Digamos pronto que los seis matadores de toros sevillanos saben torear, y muy bien. Y que algunos toros de Bohórquez fueron bravos y nobles (cuarto y quinto), incluso uno, el tercero, encastado; por tanto, el resto presentaron dificultades (primero) mansearon aquerenciados (segundo) o, sencillamente, se vinieron abajo en el tercio final (sexto). Todos cinqueños, todos negros y no todos uniformes en peso y trapío. De ello se deduce que los “seises” que vestían de luces tuvieron una partitura bien distinta para poner de manifiesto su concepto del arte del toreo. Los menos agraciados fueron Borja Jiménez ante un toro enterizo y amorfo, tan serio como artero, buscando carne humana para ensartar, Lama de Góngora, que se las vio con otro murubeño de incierta embestida, Ángel Jiménez, que se puso ante dos cuernos largos y astifinos y una mole de 595 que quería pero no podía superar la fatiga de la lidia y Calerito, decidido en la porta gayola fallida y empecinado en construir una faena de intermitente lucimiento por el desfondamiento del animal. Quede claro que todos estos toreros tuvieron momentos felices, logrando lucirse en varios `pasajes con capote y muleta y ligando series cuando la ocasión les fue propicia. De ahí no pasó la cosa, esta es la verdad.

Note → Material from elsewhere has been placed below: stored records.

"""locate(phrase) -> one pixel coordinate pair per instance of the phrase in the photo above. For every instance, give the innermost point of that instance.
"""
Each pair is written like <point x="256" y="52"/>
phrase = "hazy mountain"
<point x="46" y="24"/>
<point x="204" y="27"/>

Lo mejor de la corrida corrió a cargo de Rafael Serna y José Ruiz Muñoz con sendos buenos ejemplares de Bohórquez. Serna, con un toro bravo y encastado que acudió con alegría al caballo de picar, pero fue mal picado. No obstante, tuvo fuelle suficiente para acudir a los cites del torero, que cuajó una faena muy bien recibida por el público –menos de media entrada en los graderíos—y amenizada por la banda de música de la Maestranza. Lástima que no rematara con la espada, porque pinchó antes del metisaca mortal y hubo de refrendar lo hecho con el descabello, sufriendo un arreón que le ocasionó rotura de la taleguilla, sin aparentes males mayores. Y Ruiz Muñoz nos hizo recordar la apostura, prestancia y desmayo de su tío-abuelo Curro Romero que ocupaba una delantera de grada. Todo lo que hizo José Ruiz Muñoz tuvo un sello “arromerado” inconfundible. Llevaba el romero bordado hasta en el espaldar de la chaquetilla. Y tanto le emocionó al público este recuerdo en vivo y en directo que cuando el chico le brindó a su venerable y venerado antecesor la faena de ese quinto toro, todo el mundo (hombres, mujeres y niños) se puso en pie para estallar en una cerrada ovación al santa santorum de ese templo del toreo que es la Maestranza. Lo cierto es que el muchacho bordó unas chicuelinas al paso y toreó a la verónica con especial apostura, ligó pases de temple exquisito con ambas manos –los naturales fueron magníficos, una trincherilla, de cartel—y la música le acompañó durante la larga y pausada faena, rematada con una estocada, traserilla pero letal. Sorpresa: no le dieron la oreja (es lo que pueden traer excesos anteriores), pero Ruíz Muñoz hubo de recorrer el perímetro del ruedo en medio de una gran ovación.

Lució el sol y molestó el viento. La corrida se mató –la mataron los toreros—con bastante decisión y el público aplaudió las diestras intervenciones de los diestros, un sexteto de infantería con vistosos, luminosos e impecables uniformes centelleando al sol de Sevilla. Así se cumplió la corrida que hace de pórtico a la inminente feria de Abril. Los seis toreros sevillanos cumplieron su compromiso de presentar credenciales sobre una sola opción más la calderilla de un quite. No va más, repito.

Ah, por cierto: una corrida de toros así planteada en Sevilla, tiene (casi) cerrada la Puerta del Príncipe a los toreros. A no ser que a uno le dé por cortar un rabo, cosa que roza lo quimérico. ¿Habían caído en la cuenta?